Лизандра с любопытством изучала мальчика: тот был невелик ростом, но хорошо сложен и мускулист, одет в кремовые чесучовые шорты по западной моде, белую рубашку и серый пиджак с эмблемой школы на нагрудном кармане. Когда Мандарин отвернулся и обратился с вопросом к его отцу, мальчик пытливо оглядел Лизандру небольшими, прикрытыми круглыми очками глазами. Встретившись с ней взглядом, он некоторое время не отрываясь смотрел на девочку, потом вежливо поклонился и последовал за своим отцом, который провожал высоких гостей к выходу.

— Я надеялся устроить настоящий прием в вашу честь у себя дома, — в голосе Филиппа прозвучала печаль, — но вижу, как вы утомлены.

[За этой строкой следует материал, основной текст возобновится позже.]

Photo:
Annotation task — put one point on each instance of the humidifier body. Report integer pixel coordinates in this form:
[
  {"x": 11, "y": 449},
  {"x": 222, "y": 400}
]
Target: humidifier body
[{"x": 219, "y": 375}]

— Мне было вполне достаточно взглянуть на тебя в течение нескольких минут, чтобы убедиться, что ты по-прежнему остался мне добрым сыном, каким был всегда. — Лаи Цин снова обнял Филиппа и прижал его голову к своему плечу. — Остается лишь просить тебя всегда любить и охранять членов нашей семьи и их дело, как ты поступал до этого, если мне придется в ближайшее время распрощаться с этим миром.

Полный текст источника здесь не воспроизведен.